Für sie ist es gewissermaßen eine Katastrophe, sich plötzlich an eine solch primitive Lebensweise gewöhnen zu müssen, in der sie auch noch tagtäglich mit in ihren Augen minderwertigen Menschen konfrontiert ist. Daß sie selbst in Deutschland in der gleichen Lage war, blendet sie unverständlicherweise aus. Auch ihren Mann verschont sie nicht, eine logische Folge der maßlosen Verzweiflung. Walter Redlich fühlt sich immer mehr als Versager und kann nicht verstehen, daß seine Frau diese einzige, sie vor dem sicheren Tod rettende Möglichkeit nicht erkennt. Auch der seßhafte Emigrant Süßkind (Matthias Habich), der die Familie unterstützt, kann nichts ausrichten.

Ihrer 5jährigen Tochter Regina dagegen fällt die Umgewöhnung überhaupt nicht schwer und ich konnte mich richtig in sie hineinversetzen. Für sie ist das Ganze ein großes Abenteuer, mit täglich neuen Herausforderungen und Entdeckungsmöglichkeiten. Dabei stört es sie auch nicht im Geringsten, daß die Bewohner in Afrika eine andere Hautfarbe haben. Im Gegenteil. Während in unserer Welt immer wieder auf Toleranz und Akzeptanz anderer Völker, Sitten und Religionen gedrängt wird, lebt Regina diese Einstellung einfach und freundet sich schnell mit dem einheimischen Koch Owuor an, sehr zum Leidwesen ihrer Mutter.

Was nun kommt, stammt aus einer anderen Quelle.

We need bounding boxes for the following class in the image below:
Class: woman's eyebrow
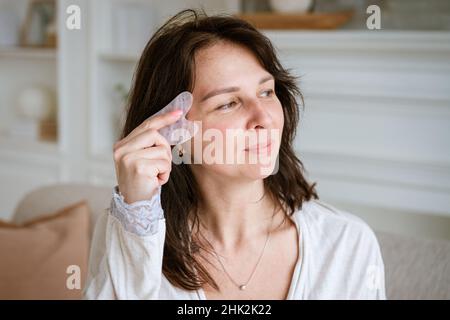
[200,75,274,102]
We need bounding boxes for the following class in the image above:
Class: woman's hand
[114,110,182,204]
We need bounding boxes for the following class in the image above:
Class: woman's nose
[246,99,273,130]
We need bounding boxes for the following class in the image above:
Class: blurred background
[0,0,450,239]
[0,0,450,299]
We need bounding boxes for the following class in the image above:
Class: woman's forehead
[195,42,269,90]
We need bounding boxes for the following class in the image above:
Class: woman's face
[187,42,284,180]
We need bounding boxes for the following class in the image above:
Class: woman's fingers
[114,129,171,161]
[127,110,183,138]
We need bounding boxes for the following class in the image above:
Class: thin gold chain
[206,206,276,290]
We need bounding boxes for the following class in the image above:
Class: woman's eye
[216,101,237,110]
[262,89,273,97]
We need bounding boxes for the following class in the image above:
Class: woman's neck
[193,171,275,252]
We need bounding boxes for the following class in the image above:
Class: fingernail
[170,110,183,117]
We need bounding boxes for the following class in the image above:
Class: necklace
[210,207,275,290]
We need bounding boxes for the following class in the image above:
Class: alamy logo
[66,264,81,290]
[366,4,381,30]
[66,4,81,30]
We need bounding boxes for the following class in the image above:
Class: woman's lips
[244,141,272,153]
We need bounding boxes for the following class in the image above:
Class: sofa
[12,184,450,299]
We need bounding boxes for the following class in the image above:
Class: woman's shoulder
[295,200,385,299]
[295,199,378,250]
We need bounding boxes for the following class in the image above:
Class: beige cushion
[377,232,450,300]
[12,183,113,238]
[0,201,90,300]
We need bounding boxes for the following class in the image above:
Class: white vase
[270,0,313,13]
[17,85,56,121]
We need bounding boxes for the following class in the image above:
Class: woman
[84,10,385,299]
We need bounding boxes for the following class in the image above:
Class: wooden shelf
[98,52,139,63]
[0,47,56,59]
[237,11,353,30]
[0,134,59,156]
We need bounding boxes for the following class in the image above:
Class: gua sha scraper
[149,91,198,146]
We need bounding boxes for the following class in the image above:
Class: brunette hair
[122,9,318,290]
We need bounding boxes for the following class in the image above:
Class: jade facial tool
[150,91,198,145]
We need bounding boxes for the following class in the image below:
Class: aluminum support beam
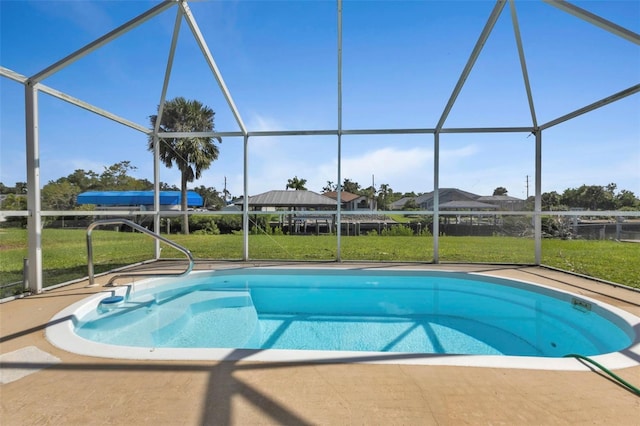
[509,0,538,127]
[0,67,28,84]
[31,0,176,82]
[533,130,542,265]
[0,67,149,133]
[153,8,182,259]
[336,0,342,262]
[540,84,640,130]
[24,82,42,294]
[180,0,247,135]
[433,132,440,263]
[38,84,149,134]
[158,132,245,138]
[436,0,506,131]
[543,0,640,44]
[242,135,249,262]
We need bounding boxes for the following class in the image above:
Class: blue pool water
[75,269,635,357]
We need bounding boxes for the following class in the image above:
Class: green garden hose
[564,354,640,396]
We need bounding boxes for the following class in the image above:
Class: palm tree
[149,97,222,234]
[285,176,307,191]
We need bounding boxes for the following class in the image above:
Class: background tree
[342,179,360,194]
[149,97,222,234]
[493,186,509,195]
[194,185,226,210]
[285,176,307,191]
[378,183,393,210]
[322,180,338,192]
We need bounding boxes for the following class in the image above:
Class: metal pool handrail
[87,219,195,286]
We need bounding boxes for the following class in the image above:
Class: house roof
[389,197,415,209]
[322,191,360,203]
[416,188,479,206]
[77,191,203,207]
[478,195,523,202]
[235,190,336,207]
[440,200,498,210]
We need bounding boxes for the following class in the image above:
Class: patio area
[0,262,640,425]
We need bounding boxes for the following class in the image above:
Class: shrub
[380,225,414,237]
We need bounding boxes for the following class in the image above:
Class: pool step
[152,291,260,348]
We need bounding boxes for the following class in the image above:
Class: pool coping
[45,265,640,371]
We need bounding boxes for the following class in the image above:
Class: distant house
[477,195,525,211]
[322,191,376,211]
[390,188,524,211]
[234,190,336,211]
[389,197,416,210]
[77,191,203,210]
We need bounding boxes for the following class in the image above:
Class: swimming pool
[47,268,640,368]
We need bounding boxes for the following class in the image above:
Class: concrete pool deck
[0,262,640,425]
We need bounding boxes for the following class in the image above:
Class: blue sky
[0,0,640,198]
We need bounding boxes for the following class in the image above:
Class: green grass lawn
[0,228,640,294]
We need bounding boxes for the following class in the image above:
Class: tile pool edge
[45,268,640,371]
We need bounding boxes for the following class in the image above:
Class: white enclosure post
[336,0,342,262]
[533,130,542,265]
[242,134,249,262]
[432,132,440,263]
[25,81,42,294]
[153,135,162,260]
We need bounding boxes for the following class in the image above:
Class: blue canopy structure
[78,191,203,207]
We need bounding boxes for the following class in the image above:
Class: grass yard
[0,228,640,294]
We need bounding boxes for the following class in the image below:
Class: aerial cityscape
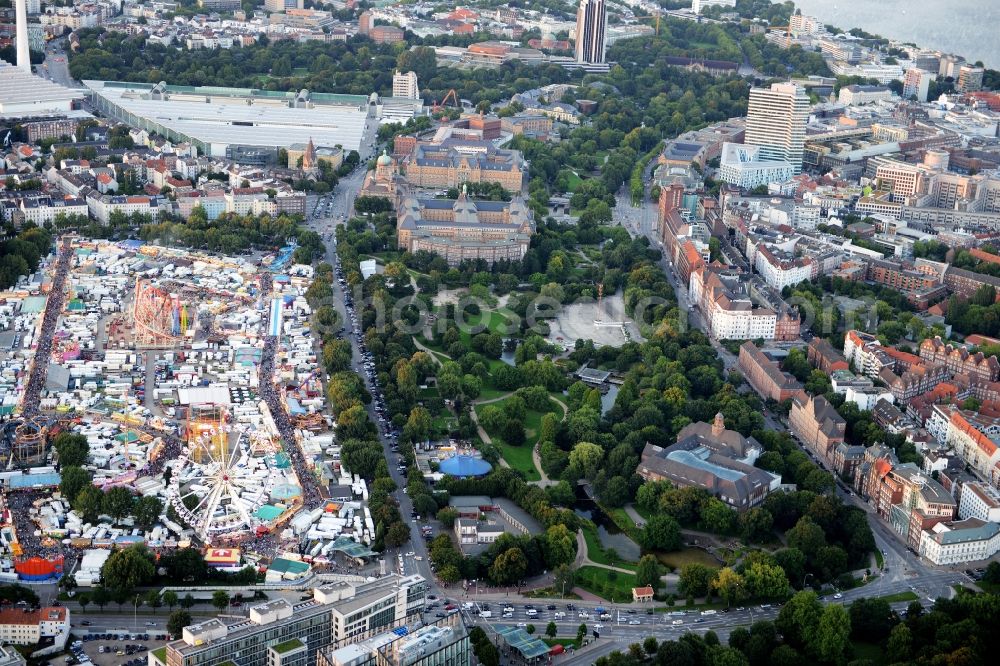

Zum Kriegsbeginn 1939 ändert sich die Lage dramatisch. Die Männer werden als potenzielle Feinde interniert und die Frauen – aus Mangel an entsprechenden Unterkünften – in einem Hotel untergebracht. Hier macht Jettel eine grundlegende soziale Veränderung durch: sie trifft auf andere Frauen, die sich auch in ihrer Lage befanden. Plötzlich erkennt sie den Ernst der Lage; erkennt, daß ihr Mann wirklich nur das Beste für sie und die gemeinsame Tochter Regina wollte. Sie tut sich mit den anderen Frauen zusammen, denn gemeinsam sind sie stärker und auch sich selbst und ihre Ansichten gegenüber gewissen Dingen sieht sie plötzlich in einem ganz anderen Licht, sie wächst gewissermaßen an den Herausfor-derungen, denen sie in diesem Land ausgesetzt ist.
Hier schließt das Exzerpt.